Brennan: His grandfather kept his rotary phone until it fell apart. Booth loved the feel of the bakelite, the tick-tick-tick of the dial as it turned. He says the mechanics make it human.
Hannah: And lucky for me, he has a partner who knows him so well.
Brennan: Booth and I have become close, by necessity. Congratulations again. I'm happy for you both.
Hannah: Thanks.
Brennan: One thing, Hannah. I want you to be sure about this.
Hannah: The phone?
Brennan: No, although I understand the misunderstanding. No, about you and Booth moving in together. Booth will give himself to you completely, and it would be very painful for him if you aren't as serious about the relationship as he is.

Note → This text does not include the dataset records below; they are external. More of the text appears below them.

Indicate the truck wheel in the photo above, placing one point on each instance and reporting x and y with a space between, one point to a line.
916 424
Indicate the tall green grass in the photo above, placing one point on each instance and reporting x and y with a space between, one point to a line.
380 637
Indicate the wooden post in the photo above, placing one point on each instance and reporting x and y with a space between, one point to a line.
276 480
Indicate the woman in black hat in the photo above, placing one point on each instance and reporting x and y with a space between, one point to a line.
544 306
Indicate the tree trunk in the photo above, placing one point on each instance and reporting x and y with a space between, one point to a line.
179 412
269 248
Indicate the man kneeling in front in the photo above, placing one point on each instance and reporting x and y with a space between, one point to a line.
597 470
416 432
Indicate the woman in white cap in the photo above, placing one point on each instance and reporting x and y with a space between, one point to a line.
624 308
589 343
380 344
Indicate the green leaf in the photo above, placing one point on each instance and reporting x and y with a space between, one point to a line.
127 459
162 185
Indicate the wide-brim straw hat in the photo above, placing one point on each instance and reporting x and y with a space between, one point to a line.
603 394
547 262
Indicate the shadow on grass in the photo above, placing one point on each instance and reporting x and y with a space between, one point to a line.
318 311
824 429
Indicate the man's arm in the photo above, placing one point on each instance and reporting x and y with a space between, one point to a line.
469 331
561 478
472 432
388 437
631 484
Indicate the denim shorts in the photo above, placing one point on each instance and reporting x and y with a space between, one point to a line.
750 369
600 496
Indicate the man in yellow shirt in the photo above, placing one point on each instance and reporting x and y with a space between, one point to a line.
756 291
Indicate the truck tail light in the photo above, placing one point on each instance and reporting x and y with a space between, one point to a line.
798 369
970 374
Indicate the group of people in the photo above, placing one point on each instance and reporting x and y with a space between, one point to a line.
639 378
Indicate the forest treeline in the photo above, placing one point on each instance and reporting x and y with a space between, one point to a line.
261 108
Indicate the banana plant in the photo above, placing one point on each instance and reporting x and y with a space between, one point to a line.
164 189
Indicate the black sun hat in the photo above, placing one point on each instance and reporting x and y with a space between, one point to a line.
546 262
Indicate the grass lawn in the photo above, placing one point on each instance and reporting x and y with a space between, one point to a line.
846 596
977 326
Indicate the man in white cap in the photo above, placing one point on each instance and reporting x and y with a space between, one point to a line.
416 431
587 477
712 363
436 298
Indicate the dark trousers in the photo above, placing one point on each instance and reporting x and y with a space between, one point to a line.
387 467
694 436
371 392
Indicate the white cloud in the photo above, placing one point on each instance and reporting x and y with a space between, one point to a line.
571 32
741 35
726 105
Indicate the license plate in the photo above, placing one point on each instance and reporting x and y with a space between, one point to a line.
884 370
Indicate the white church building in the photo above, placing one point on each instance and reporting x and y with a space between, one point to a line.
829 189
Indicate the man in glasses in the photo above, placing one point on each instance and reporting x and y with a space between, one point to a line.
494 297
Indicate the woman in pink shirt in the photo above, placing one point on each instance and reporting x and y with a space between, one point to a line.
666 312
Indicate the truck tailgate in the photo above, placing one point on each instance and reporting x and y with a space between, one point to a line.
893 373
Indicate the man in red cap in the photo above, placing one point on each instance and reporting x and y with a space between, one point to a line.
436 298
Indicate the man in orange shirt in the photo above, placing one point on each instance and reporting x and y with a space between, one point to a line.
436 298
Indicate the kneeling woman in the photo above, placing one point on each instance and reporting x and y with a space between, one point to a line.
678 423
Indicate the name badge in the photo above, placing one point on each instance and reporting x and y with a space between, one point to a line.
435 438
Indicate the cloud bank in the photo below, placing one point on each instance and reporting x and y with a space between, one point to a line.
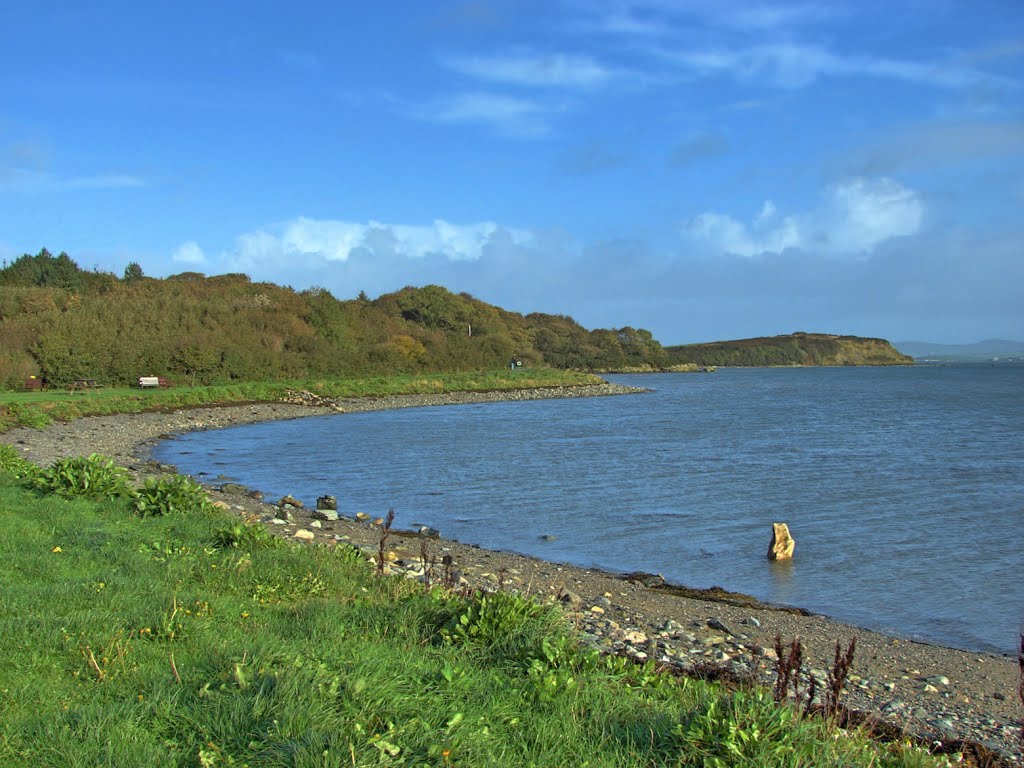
854 217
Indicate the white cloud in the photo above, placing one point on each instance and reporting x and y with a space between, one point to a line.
189 253
517 117
853 218
334 241
795 66
555 70
23 178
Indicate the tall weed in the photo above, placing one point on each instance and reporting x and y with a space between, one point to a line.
92 476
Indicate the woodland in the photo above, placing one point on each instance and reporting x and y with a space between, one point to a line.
60 324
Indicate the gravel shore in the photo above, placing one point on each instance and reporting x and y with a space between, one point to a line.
941 694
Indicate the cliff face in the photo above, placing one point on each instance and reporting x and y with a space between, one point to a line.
792 349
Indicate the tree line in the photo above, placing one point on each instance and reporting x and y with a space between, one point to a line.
62 323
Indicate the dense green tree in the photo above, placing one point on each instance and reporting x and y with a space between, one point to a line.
133 271
60 322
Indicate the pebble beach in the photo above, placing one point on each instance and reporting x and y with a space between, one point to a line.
931 692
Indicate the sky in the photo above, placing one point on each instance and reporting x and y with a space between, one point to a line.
706 169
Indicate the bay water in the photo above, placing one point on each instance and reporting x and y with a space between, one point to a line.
902 486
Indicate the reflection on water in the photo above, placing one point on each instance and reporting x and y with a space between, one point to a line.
782 574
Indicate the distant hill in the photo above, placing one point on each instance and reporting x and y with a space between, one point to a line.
979 351
792 349
62 323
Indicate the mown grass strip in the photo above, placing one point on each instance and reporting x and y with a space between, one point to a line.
181 640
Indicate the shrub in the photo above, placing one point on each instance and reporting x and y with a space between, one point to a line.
169 495
243 536
507 625
90 476
12 464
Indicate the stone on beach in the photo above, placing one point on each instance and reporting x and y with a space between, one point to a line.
782 543
327 503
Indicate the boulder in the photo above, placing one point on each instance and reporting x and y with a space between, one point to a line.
781 543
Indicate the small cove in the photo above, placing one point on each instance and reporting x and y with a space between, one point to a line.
902 485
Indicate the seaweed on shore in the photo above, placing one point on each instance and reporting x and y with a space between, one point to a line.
711 594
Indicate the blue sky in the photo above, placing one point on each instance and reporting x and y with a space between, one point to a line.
707 170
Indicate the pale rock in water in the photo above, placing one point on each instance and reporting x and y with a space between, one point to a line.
781 543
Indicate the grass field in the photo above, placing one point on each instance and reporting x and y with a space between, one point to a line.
39 409
188 639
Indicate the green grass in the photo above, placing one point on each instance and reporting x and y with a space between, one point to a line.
39 409
135 640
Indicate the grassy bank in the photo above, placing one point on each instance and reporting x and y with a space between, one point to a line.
186 639
39 409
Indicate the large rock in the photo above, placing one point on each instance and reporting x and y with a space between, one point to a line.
781 543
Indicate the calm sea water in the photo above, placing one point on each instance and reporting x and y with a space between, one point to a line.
903 486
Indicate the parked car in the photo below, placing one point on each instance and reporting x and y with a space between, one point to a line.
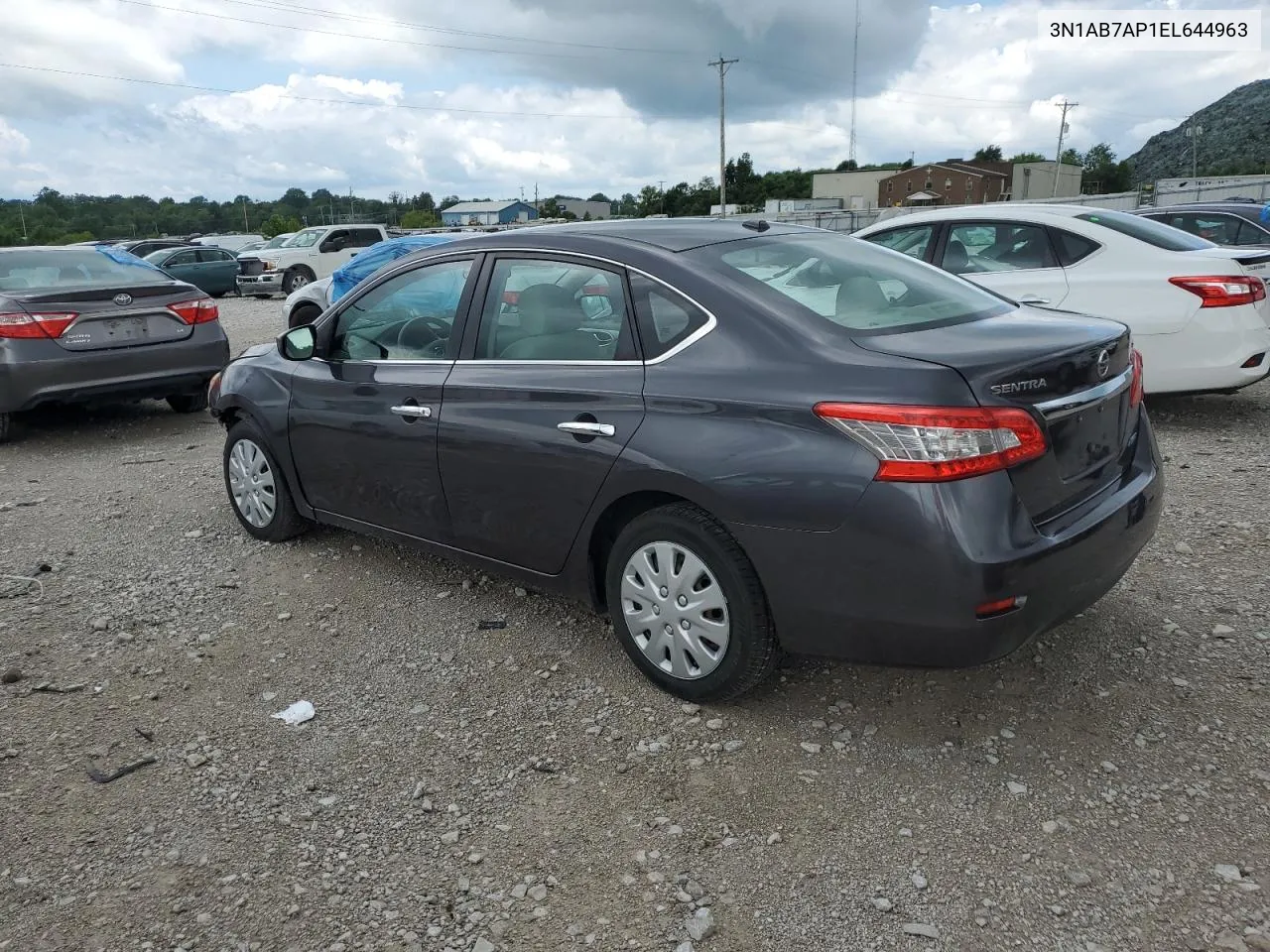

Hannah: I am, but thanks, though. You're a good friend, Temperance. Seeley is very lucky.

TV Show: Bones
Dr. Jude the Science Dude: This rib was broken before this man was killed. Amazing!
Brennan: This injury occurred perhaps a week before the victim was killed.
Dude: Whatever made him die was not the same thing that broke his rib.
Brennan: There were two injuries: one that broke off a piece of the rib --
Dude: And another approximately a week later which propelled the bone into this heart and killed him dead.
Brennan: Killed him dead is redundant.
Dude: But it's clear, and what do we say about clarity? It's a barbarity that clarity is a rarity!
Brennan: That's very true.

TV Show: Bones
Brennan: It was an accident. The rib fracture broke off in the fight at the pool hall. [to the bounty hunter] You had no idea that your beanbag gun would kill him.
Booth: Bones, what are you, a defense lawyer now?
Brennan: [quoting Dr. Jude] "A kind mind is a fine mind."
Booth: She cut off his head! That wasn't an accident.
Brennan: I have no rebuttal for that statement.